Ryan scraped the chair back and headed over to the small convenience shop next to the McDonald's, doing his best to keep Emily in his sight the whole time. He searched as quickly as he could, until he came across a small travel kit which included a small handheld mirror. He paid for it and headed back to where Emily sat, looking bewildered. He opened the kit and took out the mirror, pretending to study himself in it, while in reality looking for Red-eyes. He found him almost immediately, sitting at the table next to them. A table he had not noticed before. Ryan slid the mirror over to Emily.

"Look into it, and tell me what you see over there," he said softly. He gestured in the direction he knew Red-eyes to be, pointing with his left hand as it lay on the table while his right forearm blocked it from Red-eyes view. "Try not to get his attention."

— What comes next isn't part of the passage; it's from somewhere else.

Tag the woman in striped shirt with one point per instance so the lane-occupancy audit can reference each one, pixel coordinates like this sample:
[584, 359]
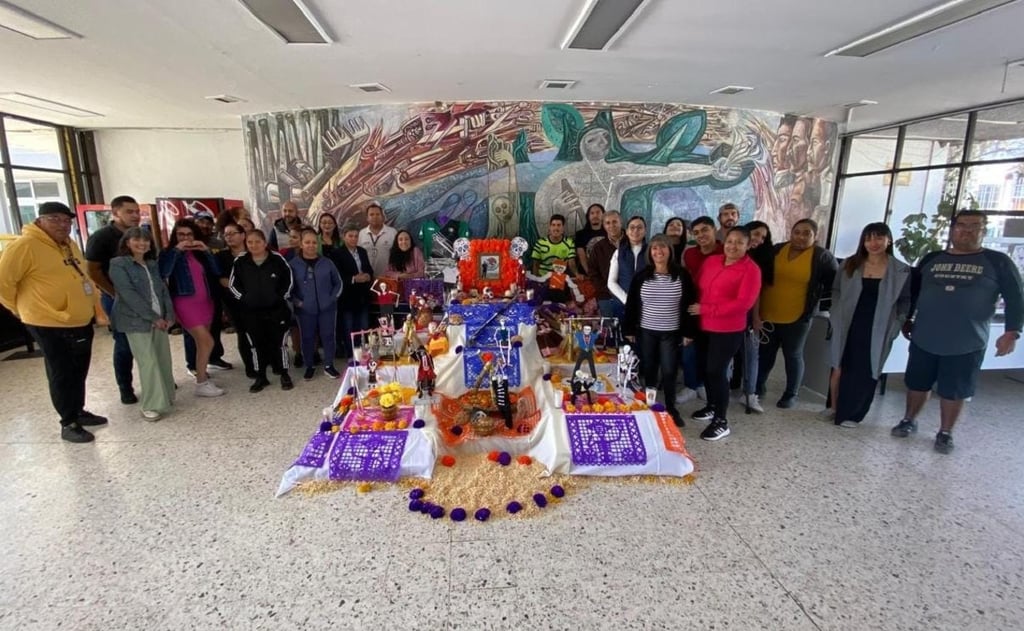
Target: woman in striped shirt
[656, 313]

"Whose attention?" she whispered back, but she had caught his mood, so she tried to use the mirror to look in the direction he indicated while only appearing to look at herself. When her eyes widened, he shook his head slightly. She handed the mirror back, then they both stood up, leaving her salad behind. They walked away with their heads together.

"We do not want to get on a plane with him. There'd be nowhere to run," Ryan said as softly as possible while still being audible in the noisy airport.

"I agree. But how did he get here? Did he fly with us? Why didn't he attack us then? Why isn't he attacking us now?"

"I don't know. Nor do I know why we can't see him normally now like we could before, or why we can see him in the mirror. I doubt he knows about that, or he would have been careful around mirrors."

"I don't think the rules apply to psychotic mutant demons."

Ryan shook his head. "No, I don't believe that. There have to be some rules or else we'd be dead already. You know more about theology than I do, but isn't it the study of spiritual rules? They're different, but there are still rules."

"I've never heard it stated that way. I'm not sure whether that's a good definition of theology or not; I'll have to ask Dom. Anyway, maybe he does follow some rules. So what? We have no idea what they are, and from what we've seen they're incredibly complicated, unless..."

"Unless what?"

"I thought I had an idea there, but I guess I didn't."

"Well, if you do have an idea, please share it with me, because I am really, really lost here."

"So what do you want to do?"

"If we're not getting on that plane, we need some other transportation. I say we leave the terminal and go rent a car."

"Just like that?"

"Why not? Atlanta's not just a Delta hub, it's also a major destination in and of itself. People fly here, leave the terminal, pick up their baggage, and rent a car. That's what we're going to do, minus the luggage."

"And if he follows us? He might attack us, or get in the car with us, or whatever."

"We'll use the mirror to keep an eye out for him, and we'll check the car before we get going. If we see him, we run on foot. But I'd rather be driving a car, wouldn't you?"


This chapter is 3,326 words long, bringing this short story to a total of 17,636 words. I still have no clue where it's going or how long it will be, but I am starting to get an inkling of what's been going on. Before this, I was as confused as Ryan, now I'm slightly less confused.